In those cases where the manipulation of the penis does not lead to stretching of the ring of the foreskin, this part remains of insufficient diameter to expose the glans and constitutes congenital (primary) phimosis of the adolescent.

Prescription of kinesitherapy is effective at dilating this ring, and results in redirecting the patient towards conventional masturbation. Reduction of the phimosis can be achieved in a few weeks.

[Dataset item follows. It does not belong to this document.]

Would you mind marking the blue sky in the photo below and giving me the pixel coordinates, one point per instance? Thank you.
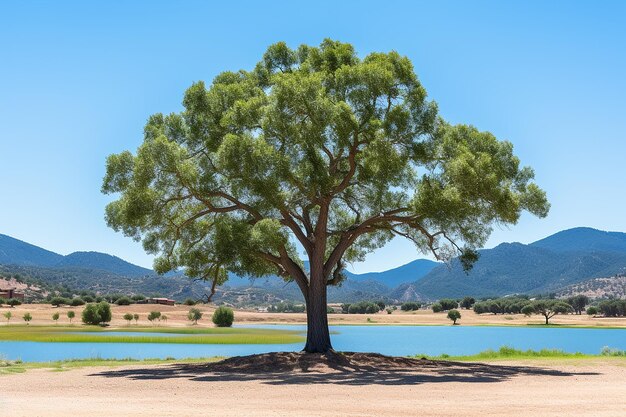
(79, 79)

Tackling the subject of masturbation contributes to removing guilt from a very widespread genital activity, but one which is often very poorly accepted due to the taboo which continues without reason to weigh upon it.

Medical treatment of adolescent phimosis, allows when it is effective (and in the absence of a cutaneous abnormality it seems to be always effective) the avoidance of the many problems caused by amputation of the foreskin that is circumcision. The cutaneous mobility of the penile sheath being no longer able to benefit from the reserve of tissue is restricted as a result and the dynamics of coitus are altered. In North America where circumcision is very widespread techniques to re-cover the glans by plastic surgery or stretching have been developed. This latter method by stretching the remaining skin sets out to restore the mobility of the sheath just as it would have been prior to the ablation.

We can be happy that manipulation of the tissues allows the avoidance of surgical intervention, and in other circumstances the limitation of the problems when surgery has unfortunately occurred.